A study into the increase in rheumatic fever in Māori and Pacific people has uncovered claims of racism and 'rough handling' of patients suffering from the disease.
The Auckland University research explored Māori and Pacific whānau experiences and understandings of rheumatic fever and rheumatic heart disease.
Of the 113 people who took part in the study, some said they had experienced racism and rough physical handling from some health professionals.
The study's lead author Anneka Anderson said one of the largest complaints involved claims of racism and a lack of cultural safety and understanding.
"We are also seeing interpersonal levels of racism, Pacific patients were actually being called coconuts in hospitals within hearing range of each other where they were visibly seeing healthcare professionals treating them differently from non-Māori and non-Pacific patients," Ms Anderson said.
Some whānau also said they often received 'rough treatment' during check-ups in hospital, when being washed or showered, and when being given quick, painful antibiotic - or as one person described them 'jab and go' - injections.
Read the full study here(3.3 MB, PDF)
One caregiver was particularly concerned the bicillin antibiotic was being delivered into the patient's buttock while he was asleep.
Ms Anderson said the increases in rheumatic fever among the Māori and Pacific people was concerning given the disease had largely disappeared from developed countries.
"There is no evidence to support Māori and Pacific people having an increased genetic susceptibility to RF. So the figures reflect social, political and economic influences that result in socioeconomic deprivation, overcrowded conditions, an increased incidence of streptococcal infections and differing opportunities for appropriate and effective health care."
Financial pressures associated with the complex living contexts of many whānau created barriers to accessing primary and secondary health care services for their RRF and RHD. Common barriers were securing transport and meeting the costs of health care and medical prescription fees.
Many parents and caregivers also described experiencing anxiety and guilt as they felt they were at fault for their child's illnesses.

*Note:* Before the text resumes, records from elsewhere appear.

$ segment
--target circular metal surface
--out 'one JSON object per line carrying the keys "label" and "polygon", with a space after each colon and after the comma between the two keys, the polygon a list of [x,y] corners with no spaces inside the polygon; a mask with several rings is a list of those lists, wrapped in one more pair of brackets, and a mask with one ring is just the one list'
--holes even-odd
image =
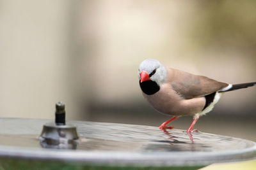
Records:
{"label": "circular metal surface", "polygon": [[256,144],[225,136],[145,125],[70,121],[74,150],[44,148],[38,137],[48,120],[0,118],[0,157],[132,166],[202,166],[256,157]]}

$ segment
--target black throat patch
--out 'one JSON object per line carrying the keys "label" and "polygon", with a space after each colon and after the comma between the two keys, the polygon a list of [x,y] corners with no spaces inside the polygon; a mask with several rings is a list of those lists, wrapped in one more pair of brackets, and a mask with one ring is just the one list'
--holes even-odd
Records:
{"label": "black throat patch", "polygon": [[147,95],[154,94],[160,90],[160,87],[152,80],[148,80],[142,83],[140,80],[140,86],[141,90]]}
{"label": "black throat patch", "polygon": [[210,105],[211,103],[213,102],[214,99],[216,92],[211,93],[210,94],[206,95],[204,97],[205,97],[205,105],[204,105],[203,110],[204,110],[207,107]]}

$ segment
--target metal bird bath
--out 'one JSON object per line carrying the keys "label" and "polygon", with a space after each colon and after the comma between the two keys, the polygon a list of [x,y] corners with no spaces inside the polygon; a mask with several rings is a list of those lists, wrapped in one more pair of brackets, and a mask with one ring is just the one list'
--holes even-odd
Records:
{"label": "metal bird bath", "polygon": [[[256,157],[255,143],[185,130],[70,121],[79,142],[72,149],[45,148],[38,138],[49,120],[0,118],[0,167],[190,167]],[[96,168],[97,169],[97,168]]]}

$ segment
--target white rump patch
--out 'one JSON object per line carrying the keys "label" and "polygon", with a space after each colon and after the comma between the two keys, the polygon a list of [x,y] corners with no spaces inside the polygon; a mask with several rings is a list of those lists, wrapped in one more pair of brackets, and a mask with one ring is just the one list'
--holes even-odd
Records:
{"label": "white rump patch", "polygon": [[232,87],[233,87],[233,85],[232,84],[229,84],[227,87],[224,87],[223,89],[221,89],[219,90],[219,92],[225,92],[227,91],[229,89],[230,89]]}

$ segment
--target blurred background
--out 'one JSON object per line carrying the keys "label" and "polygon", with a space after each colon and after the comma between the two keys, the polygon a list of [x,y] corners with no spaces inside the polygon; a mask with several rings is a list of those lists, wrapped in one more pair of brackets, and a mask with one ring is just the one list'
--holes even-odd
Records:
{"label": "blurred background", "polygon": [[[140,62],[255,81],[255,30],[253,0],[0,0],[0,117],[52,119],[61,101],[67,120],[159,126]],[[255,87],[227,93],[195,127],[256,141],[255,104]]]}

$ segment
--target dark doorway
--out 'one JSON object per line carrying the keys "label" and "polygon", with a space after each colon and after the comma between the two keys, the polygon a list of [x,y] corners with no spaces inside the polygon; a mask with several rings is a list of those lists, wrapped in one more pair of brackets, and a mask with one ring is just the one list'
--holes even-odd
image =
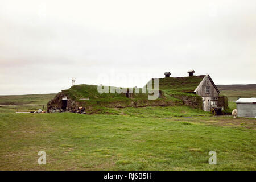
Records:
{"label": "dark doorway", "polygon": [[68,106],[68,100],[62,100],[61,109],[66,109],[67,106]]}

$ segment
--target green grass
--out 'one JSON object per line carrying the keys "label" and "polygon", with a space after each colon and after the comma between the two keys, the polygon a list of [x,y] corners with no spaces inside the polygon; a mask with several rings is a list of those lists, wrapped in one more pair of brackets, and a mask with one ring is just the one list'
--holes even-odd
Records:
{"label": "green grass", "polygon": [[0,105],[46,104],[55,93],[44,94],[0,96]]}
{"label": "green grass", "polygon": [[[130,115],[0,113],[0,169],[256,169],[254,119],[123,111]],[[46,165],[38,164],[41,150]],[[212,150],[217,165],[208,164]]]}
{"label": "green grass", "polygon": [[212,114],[210,113],[204,111],[201,109],[193,109],[185,106],[143,107],[128,107],[125,108],[99,107],[97,113],[103,114],[129,115],[130,117],[141,118],[212,116]]}
{"label": "green grass", "polygon": [[0,113],[46,110],[47,104],[56,94],[0,96]]}

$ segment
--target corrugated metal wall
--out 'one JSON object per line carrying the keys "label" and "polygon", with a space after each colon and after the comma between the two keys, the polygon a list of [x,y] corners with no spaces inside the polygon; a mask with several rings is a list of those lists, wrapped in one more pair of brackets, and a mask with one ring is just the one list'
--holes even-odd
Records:
{"label": "corrugated metal wall", "polygon": [[240,117],[255,118],[256,104],[237,103],[237,110]]}

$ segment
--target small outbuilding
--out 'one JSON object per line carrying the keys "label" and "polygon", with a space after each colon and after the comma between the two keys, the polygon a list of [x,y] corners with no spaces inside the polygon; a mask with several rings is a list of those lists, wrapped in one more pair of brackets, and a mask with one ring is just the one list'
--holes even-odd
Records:
{"label": "small outbuilding", "polygon": [[171,75],[170,72],[165,72],[164,75],[166,76],[166,78],[170,77],[170,75]]}
{"label": "small outbuilding", "polygon": [[240,98],[236,101],[237,116],[256,118],[256,98]]}
{"label": "small outbuilding", "polygon": [[188,71],[188,76],[194,76],[195,71],[193,69]]}

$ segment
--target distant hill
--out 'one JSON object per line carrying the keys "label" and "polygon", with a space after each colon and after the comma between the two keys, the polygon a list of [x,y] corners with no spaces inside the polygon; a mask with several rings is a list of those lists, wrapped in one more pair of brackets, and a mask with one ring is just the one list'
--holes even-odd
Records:
{"label": "distant hill", "polygon": [[239,97],[256,97],[256,84],[217,85],[221,94],[228,96],[229,101]]}
{"label": "distant hill", "polygon": [[256,84],[248,85],[217,85],[220,91],[222,90],[245,90],[255,89]]}

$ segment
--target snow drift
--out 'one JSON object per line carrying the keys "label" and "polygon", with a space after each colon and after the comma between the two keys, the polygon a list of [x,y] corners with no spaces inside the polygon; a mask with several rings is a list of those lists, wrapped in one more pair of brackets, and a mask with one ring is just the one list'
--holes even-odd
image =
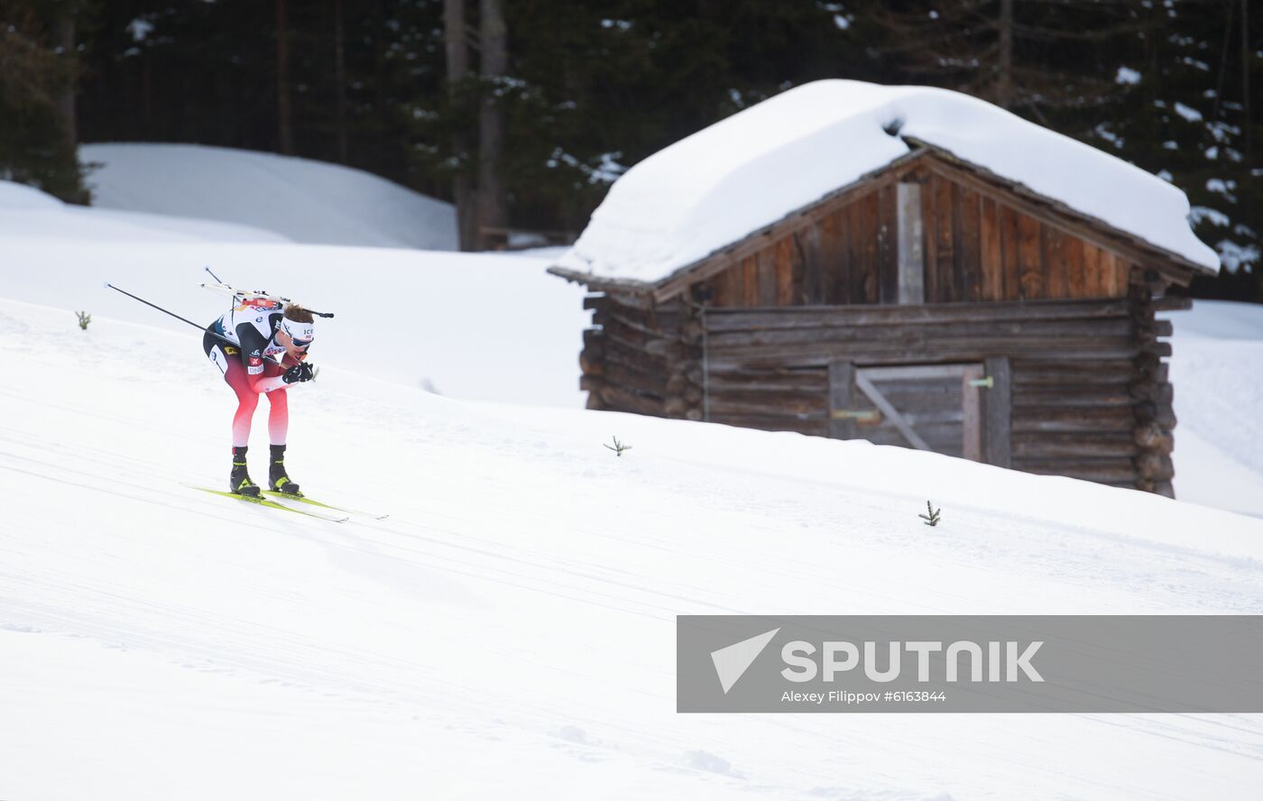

Whānau blamed themselves for not realising how sick their children were, for not seeking medical attention soon enough, and for not pushing health care providers and services 'hard enough' for the medical treatment of their children.
The report listed 11 recommendations to improve the situation including addressing racism, cultural safety and housing issues.
The report also recommended improvements to health literacy of patients to reduce reoccurring cases of rheumatic fever and improved health promotion messages.